Peter Waldbauer

Lexikon der antisemitischen Klischees

Antijüdische Vorurteile und ihre historische Entstehung
Cover: Lexikon der antisemitischen Klischees
Mankau Verlag, Murnau a. St. 2007
ISBN 9783938396070
Kartoniert, 196 Seiten, 12,95 EUR

Klappentext

"Handeln wie ein Jud'." Wer von uns hat diesen Spruch nicht schon einmal gehört? Oder: "Der ... ist Jude, der würde noch seine Großmutter verkaufen." Häufig auch: "Das jüdische Kapital bestimmt, was in der internationalen Politik geschieht." Für kein anderes Volk als das der Juden haben sich derart spezifische Klischees und Vorurteile herausgebildet, überliefert und gleichzeitig so weit verbreitet.
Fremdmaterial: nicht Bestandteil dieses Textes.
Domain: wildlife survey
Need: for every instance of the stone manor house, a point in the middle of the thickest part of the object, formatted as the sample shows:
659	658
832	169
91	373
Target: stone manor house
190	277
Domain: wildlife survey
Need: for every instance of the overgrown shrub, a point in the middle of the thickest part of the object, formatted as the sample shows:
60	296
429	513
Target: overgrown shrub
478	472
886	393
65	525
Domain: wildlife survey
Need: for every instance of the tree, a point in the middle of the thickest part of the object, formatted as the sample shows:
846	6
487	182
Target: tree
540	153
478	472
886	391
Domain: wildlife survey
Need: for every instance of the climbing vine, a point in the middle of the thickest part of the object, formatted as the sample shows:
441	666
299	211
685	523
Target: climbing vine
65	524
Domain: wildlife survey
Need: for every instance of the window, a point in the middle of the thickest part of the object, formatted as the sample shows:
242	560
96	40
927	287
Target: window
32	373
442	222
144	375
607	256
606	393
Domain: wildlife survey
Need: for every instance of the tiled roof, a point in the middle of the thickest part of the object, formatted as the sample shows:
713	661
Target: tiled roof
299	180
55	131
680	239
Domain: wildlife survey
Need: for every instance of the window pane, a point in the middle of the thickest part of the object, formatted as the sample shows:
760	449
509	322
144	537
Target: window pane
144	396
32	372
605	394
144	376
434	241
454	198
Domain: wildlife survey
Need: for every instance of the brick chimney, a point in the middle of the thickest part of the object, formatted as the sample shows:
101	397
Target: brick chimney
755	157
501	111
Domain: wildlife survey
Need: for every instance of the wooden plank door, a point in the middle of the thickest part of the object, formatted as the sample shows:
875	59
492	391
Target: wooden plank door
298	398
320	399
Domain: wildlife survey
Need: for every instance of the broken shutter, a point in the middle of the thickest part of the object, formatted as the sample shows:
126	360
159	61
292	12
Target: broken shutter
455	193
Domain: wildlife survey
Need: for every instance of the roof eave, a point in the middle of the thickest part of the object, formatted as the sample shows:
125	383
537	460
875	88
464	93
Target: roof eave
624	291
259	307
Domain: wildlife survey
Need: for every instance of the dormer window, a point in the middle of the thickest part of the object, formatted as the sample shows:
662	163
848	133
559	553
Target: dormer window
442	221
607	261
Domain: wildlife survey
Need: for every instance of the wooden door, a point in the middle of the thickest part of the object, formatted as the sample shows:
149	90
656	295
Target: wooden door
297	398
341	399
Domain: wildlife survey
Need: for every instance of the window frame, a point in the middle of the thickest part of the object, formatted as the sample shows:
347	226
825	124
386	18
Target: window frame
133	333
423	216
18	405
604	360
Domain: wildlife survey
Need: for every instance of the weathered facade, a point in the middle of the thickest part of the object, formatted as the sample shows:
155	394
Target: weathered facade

Mit bemerkenswerter Hartnäckigkeit halten sie sich in den Köpfen der Menschen - quer durch alle Schichten. Wie kam es zu solchen Vorurteilen? Wann und woraus sind sie entstanden? - Das "Lexikon der antisemitischen Klischees" dokumentiert die häufigsten Vorurteile der jüdischen Geschichte und stellt sie richtig. Aufgezeigt werden auch die historischen Gründe und Umstände, die zu ihrer Entstehung geführt haben. Dabei kommt Peter Waldbauer zu dem Schluss: "Die Ursache dieser meist negativen Vorurteile ist fast immer antisemitischen Ursprungs - befördert durch primitiven Aberglauben, Angst und Unwissenheit."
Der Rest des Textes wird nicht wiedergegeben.